Jimmy Kimmel's late night show Jimmy Kimmel Live!, was without a studio audience on Monday night in the wake of Kobe Bryant's death, with Kimmel choosing to honor the basketball legend by re-airing an old episode featuring the NBA superstar.

"Going forward with a comedy show didn't feel right given what happened yesterday, so I'd like to just speak to you directly," he said at the top of the show before reflecting on Bryant's death.

"That was a punch in the gut for many of us," Kimmel said. "Kobe was – and I know this might not make sense – but he was just the last person you could have ever imagined something like this happening to. He was so strong and handsome and smart and energetic. He was a hero."

"And when I say that, I don't mean a hero like real heroes — like firefighters, or doctors and nurses — who actually save lives," he added. "I don't mean to compare what he did for a living to what they do. I know there are more important things than basketball. Almost everything is more important."

Kimmel continued by remembering Bryant's NBA career with the Los Angeles Lakers and his incredible work ethic.

"Those of us who love the Lakers know [that] it seemed like he always came through," he said. "He always showed up to save the day... He had a force of will, he never gave up. As an athlete, he was incredibly gifted - more than almost anyone, he was talented beyond reason - and yet, he worked harder than everyone. He worked harder than people with much less talent than he had."

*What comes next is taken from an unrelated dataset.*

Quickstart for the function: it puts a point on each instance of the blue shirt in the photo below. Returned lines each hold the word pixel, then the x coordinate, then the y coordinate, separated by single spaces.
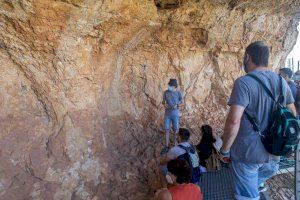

The host recalled sending Bryant a book after the athlete tore his Achilles tendon — he said that Bryant called him to talk about it in "maniacal detail," so Kimmel connected him with the author. Kimmel also shared that when young son, Billy, was in the hospital having heart surgery, Bryant "checked in with me repeatedly" and made a point to meet Billy.

"I know he wasn't a perfect person. I understand that," Kimmel continued, subtly acknowledging the rape accusations against Bryant. "My intention is not to canonize him. Or to make judgments about things I don't know anything about. But I will say [that] he loved his family, he worked very hard and he brought a lot of joy to a lot of people in this city."

The late-night host concluded his introduction by revealing that the show would air clips of the former Laker's 15 appearances on the late night show over the years and asking viewers to pray for Bryant's 13-year-old daughter, Gianna, who also died in the crash, as well as the seven other victims and their families.


"I can't imagine how much they are missed," Kimmel said. "This was a terrible loss for those families, and for the Lakers, for Kobe's teammates, for his fans. There's no silver lining here, it's just awful. It's all bad. It's all sad. [Bryant] was a bright light, and that's how I want to remember him."